Objectives
Special education researchers often increase their understanding of specific groups through intergroup comparisons. From the psychometrics perspective, whether the psychological testing results of different groups are comparable is linked to the measured construct’s measurement invariance (MI) properties. Methodological research has shown that inattention to a measure’s MI properties might lead to false significant findings or lower the probability of a statistical analysis accurately estimating intergroup differences. However, our review of one hundred and ninety-two empirical studies published in two Taiwan Social Sciences Core indexed (TSSCI) special education journals over the past ten years revealed that out of the 64 studies conducting cross-group comparisons based on construct measure results, only six mentioned or examined MI. We believe such a lack of attention to MI is due to the absence of empirical examples in special education demonstrating its impact on the interpretability and replicability of study results. Therefore, the present research aimed to fill this gap in the literature and enhance special education researchers’ understanding of the importance of MI and its testing procedures.
Methods
We conducted a secondary analysis of data from a published article to show how MI analyses can increase the alignment between significant statistical results and theory-based hypotheses about the differences between children with disability from immigrant and non-immigrant families. The original article reported that in the three-factor (family status, living skill, and communication skill), 14-item construct measure it used, one subscale’s composite scores (living skills) and four items’ observed scores did not show the expected intergroup differences in t-tests.
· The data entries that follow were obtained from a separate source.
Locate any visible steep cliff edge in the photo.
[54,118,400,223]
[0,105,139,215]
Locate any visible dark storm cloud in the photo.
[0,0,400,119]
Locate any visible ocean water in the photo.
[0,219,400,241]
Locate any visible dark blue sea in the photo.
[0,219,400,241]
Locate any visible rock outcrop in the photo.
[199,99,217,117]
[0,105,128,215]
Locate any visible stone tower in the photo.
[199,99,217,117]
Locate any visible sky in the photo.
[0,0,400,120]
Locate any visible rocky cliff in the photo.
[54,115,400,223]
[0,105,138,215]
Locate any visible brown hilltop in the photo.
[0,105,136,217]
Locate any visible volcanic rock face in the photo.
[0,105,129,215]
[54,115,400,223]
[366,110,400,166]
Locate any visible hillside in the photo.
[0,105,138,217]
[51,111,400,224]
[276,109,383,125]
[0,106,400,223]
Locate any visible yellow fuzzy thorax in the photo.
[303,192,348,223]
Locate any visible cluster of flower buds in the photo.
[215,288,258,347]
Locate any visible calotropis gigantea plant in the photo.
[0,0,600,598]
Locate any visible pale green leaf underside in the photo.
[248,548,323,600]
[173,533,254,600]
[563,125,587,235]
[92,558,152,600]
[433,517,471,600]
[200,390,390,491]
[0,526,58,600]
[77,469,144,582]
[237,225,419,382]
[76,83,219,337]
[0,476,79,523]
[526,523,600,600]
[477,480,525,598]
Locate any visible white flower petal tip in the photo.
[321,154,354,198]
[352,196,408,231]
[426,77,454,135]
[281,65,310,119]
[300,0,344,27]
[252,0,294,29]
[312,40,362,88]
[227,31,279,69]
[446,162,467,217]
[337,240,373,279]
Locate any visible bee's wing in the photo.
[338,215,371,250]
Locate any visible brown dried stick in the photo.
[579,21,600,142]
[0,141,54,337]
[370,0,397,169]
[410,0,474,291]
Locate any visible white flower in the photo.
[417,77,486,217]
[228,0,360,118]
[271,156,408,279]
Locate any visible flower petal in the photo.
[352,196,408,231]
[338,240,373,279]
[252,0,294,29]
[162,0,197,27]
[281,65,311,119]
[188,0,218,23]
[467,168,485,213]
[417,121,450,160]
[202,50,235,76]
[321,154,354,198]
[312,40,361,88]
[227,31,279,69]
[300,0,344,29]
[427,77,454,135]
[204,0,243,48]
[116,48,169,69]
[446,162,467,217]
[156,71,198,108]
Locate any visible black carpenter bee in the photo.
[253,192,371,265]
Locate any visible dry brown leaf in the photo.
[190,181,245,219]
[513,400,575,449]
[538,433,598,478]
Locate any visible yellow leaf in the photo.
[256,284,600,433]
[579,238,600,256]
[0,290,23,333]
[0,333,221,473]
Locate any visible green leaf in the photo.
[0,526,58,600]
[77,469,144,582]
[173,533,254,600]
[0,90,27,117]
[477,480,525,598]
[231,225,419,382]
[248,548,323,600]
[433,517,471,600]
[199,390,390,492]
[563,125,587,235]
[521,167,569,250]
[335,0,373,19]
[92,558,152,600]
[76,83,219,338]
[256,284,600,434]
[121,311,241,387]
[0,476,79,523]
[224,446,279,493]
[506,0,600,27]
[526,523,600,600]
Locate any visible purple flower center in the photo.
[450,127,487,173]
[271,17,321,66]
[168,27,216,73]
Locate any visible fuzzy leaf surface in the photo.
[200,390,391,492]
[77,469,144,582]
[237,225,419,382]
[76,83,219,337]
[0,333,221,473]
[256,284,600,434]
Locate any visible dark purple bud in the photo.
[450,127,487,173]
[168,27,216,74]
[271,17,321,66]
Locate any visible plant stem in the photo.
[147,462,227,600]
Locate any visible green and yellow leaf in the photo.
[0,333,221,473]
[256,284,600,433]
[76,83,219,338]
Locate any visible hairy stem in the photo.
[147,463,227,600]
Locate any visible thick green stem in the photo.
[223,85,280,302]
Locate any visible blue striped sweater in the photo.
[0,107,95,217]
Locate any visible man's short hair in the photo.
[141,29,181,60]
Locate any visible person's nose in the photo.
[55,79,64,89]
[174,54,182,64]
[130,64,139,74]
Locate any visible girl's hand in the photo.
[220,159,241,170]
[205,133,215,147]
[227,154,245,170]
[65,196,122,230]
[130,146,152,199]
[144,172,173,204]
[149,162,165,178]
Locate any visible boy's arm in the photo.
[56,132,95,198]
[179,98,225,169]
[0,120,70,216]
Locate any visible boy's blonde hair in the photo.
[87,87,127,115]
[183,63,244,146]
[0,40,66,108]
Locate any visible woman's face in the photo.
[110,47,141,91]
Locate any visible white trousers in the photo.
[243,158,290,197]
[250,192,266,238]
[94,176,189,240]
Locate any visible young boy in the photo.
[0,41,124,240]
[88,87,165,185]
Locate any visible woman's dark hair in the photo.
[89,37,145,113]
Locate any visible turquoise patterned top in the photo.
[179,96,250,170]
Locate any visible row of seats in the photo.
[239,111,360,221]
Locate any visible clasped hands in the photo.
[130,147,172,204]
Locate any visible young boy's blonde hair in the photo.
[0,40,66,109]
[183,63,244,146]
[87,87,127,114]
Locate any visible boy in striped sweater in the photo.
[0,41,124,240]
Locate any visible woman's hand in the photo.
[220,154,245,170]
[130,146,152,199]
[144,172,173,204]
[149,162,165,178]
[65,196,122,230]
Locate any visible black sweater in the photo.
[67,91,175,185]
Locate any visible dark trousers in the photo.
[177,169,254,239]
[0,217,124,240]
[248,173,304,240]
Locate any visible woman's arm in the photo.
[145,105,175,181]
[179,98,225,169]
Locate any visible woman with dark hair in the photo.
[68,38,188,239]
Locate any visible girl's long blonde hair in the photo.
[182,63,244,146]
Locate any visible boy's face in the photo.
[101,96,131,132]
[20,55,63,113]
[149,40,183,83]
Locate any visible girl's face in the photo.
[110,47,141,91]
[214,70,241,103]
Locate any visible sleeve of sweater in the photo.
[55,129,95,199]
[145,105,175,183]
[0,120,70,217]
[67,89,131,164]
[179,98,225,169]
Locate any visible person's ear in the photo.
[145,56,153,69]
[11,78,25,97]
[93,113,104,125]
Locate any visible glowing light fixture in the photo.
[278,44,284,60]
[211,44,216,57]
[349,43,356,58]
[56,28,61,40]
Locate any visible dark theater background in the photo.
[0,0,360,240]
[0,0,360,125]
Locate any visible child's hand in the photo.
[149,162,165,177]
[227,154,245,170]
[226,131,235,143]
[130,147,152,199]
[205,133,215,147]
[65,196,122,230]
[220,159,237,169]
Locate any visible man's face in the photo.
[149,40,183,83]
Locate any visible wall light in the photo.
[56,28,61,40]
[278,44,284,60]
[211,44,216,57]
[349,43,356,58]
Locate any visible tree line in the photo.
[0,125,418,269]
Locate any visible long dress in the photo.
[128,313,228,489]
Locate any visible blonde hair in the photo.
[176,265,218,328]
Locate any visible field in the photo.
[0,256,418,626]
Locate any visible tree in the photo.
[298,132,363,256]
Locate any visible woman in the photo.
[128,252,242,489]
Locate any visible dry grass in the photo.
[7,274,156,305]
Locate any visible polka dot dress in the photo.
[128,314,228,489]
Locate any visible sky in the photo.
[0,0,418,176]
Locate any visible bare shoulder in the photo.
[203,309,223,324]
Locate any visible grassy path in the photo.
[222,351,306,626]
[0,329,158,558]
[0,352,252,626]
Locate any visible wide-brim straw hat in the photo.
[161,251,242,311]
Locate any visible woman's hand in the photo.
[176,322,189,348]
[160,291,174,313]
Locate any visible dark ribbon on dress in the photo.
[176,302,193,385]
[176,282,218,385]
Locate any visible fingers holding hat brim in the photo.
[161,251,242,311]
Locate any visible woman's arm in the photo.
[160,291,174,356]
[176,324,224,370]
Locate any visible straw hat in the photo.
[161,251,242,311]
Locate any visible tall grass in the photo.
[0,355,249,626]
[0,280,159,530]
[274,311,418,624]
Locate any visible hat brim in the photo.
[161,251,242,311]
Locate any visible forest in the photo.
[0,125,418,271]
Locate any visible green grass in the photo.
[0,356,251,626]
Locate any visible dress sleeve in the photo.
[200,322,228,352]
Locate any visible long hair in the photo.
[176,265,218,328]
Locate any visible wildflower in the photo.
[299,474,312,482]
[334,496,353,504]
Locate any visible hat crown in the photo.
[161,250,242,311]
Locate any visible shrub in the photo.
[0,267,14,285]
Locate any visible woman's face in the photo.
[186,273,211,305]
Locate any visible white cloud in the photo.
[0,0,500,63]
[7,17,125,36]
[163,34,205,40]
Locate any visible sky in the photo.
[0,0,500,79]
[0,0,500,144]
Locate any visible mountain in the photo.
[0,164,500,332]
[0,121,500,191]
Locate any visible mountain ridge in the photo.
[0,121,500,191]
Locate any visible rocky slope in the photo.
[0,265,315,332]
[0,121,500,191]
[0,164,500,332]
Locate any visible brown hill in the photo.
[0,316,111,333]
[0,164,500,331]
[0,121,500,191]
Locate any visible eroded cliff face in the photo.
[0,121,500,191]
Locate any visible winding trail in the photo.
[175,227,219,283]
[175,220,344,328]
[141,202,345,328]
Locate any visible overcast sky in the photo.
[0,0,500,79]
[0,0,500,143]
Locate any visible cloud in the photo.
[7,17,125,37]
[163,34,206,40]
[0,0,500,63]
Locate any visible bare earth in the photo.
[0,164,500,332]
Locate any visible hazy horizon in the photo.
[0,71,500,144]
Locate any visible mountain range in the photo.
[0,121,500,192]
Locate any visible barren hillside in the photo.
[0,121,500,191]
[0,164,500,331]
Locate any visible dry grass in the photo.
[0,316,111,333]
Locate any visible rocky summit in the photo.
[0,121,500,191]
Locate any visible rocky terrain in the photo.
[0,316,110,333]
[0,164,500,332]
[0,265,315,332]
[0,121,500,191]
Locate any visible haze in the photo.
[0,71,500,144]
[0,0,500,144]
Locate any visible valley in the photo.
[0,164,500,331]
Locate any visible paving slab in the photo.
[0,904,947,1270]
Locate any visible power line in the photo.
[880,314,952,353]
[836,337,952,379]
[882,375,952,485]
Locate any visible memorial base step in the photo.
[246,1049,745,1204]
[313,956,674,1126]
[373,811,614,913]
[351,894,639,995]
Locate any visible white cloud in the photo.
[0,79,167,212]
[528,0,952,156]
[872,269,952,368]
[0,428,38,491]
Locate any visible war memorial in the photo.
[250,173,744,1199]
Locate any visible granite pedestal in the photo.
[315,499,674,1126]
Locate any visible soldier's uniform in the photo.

The authors did not provide a consistent explanation for these unexpected results in the article. Since MI was not addressed in the article, we first examined the measure’s MI properties by identifying the non-invariant parameters and developing a partial invariance model. Next, we compared the latent mean difference and non-invariant parameter estimates in the partial invariance model with the t-test results from the original paper to see if MI testing improved the interpretability of the unexpected results in the original article. In addition, using the final partial invariance model as the population model, we performed simulations to quantify the impact of MI by manipulating the latent mean differences of each factor across groups. Specifically, there are two conditions in our simulation: condition 1: latent mean differences from the final partial invariance model = 0.210, 0.282, and 0.410, and condition 2: no latent mean difference for all subscales. One thousand replications were generated per condition. For each replication, we conducted an intergroup mean comparison with the partial invariance model that adjusted for the detected non-invariance parameters and traditional independent t-tests based on the composite scores of the three subscales. The power and type I error rates of these two methods were calculated to quantify the impact of MI on replicability and interpretability.
Results
By using the Chi-square difference tests and modification indices within the framework of multiple group factor analyses (MG-CFA), we found that five items in the construct measure have non-invariant intercepts across immigrant and non-immigrant groups. We released the equality constraints to build the corresponding partial scalar invariance model. In this model, the latent mean differences of all factors, including living skills, become significant (p < 0.05). Furthermore, by cross-referencing the items in the original paper where the unexpected results occurred with the non-invariant items identified in the partial invariance model, we found substantial overlap. Specifically, among the four items that did not show the expected difference in the original paper, three are also identified as non-invariant items. In addition, for all of these non-invariant items, their intercepts are higher in immigrant groups. This suggests that even though the latent scores of non-immigrant families are higher than those of immigrant families in the latent factors, their latent level differences may not manifest in the observed scores of these items, due to the cancel-out effect of higher non-invariant intercepts in the immigrant group. The follow-up simulations further showed that the difference in significance between the latent mean differences detected in the partial invariance model and the traditional non-significant t-tests based on observed composite scores was not merely a coincidence. Specifically, in the condition with latent mean differences, using the partial invariance model that accounts for non-invariance can almost double the power of detecting intergroup differences in comparison to the traditional t-tests (e.g., 0.712 vs. 0.326, for the living skills factor). On the other hand, in the condition with no latent mean difference, the partial invariance model approach can maintain the type I error rate around the nominal level (α = 0.053). In contrast, the type I error rate of the raw independent t-test was highly inflated (α = 0.514).
Conclusion and Suggestion
In the current study, we demonstrated that MI testing procedures can help researchers find statistically significant results that better align with theory-based hypotheses. Specifically, after considering MI, most of the unexpected non-significant intergroup comparisons in the original article become significant or can be explained by the pattern of non-invariant parameters across groups. In addition, the follow-up simulations further showed that considering MI can almost double the replication rate (power). Similarly, in the condition with no intergroup difference, our simulations reveal that considering MI can maintain the type I error rate at the nominal level. In contrast, ignoring MI and directly conducting intergroup comparisons based on observed scores may have more than a 50% chance of yielding spurious differences. Both statistical properties (i.e., high power and low type error rates) can enhance the interpretability of the results. As a result, we suggest researchers in the area of special education check the MI properties of the construct measures used in the studies before conducting intergroup comparisons based on the results of construct measures. We also provide detailed examples and explanations in the online appendix to guide researchers to complete MI testing step by step with the data they have on hand (https://osf.io/amswb/?view_only=fe30f285ca9a47108f2c7170381f792a). Readers who are interested in the topic can refer to the online resources and conduct the MI by themselves. We hope this article can be helpful for researchers in the area of special education.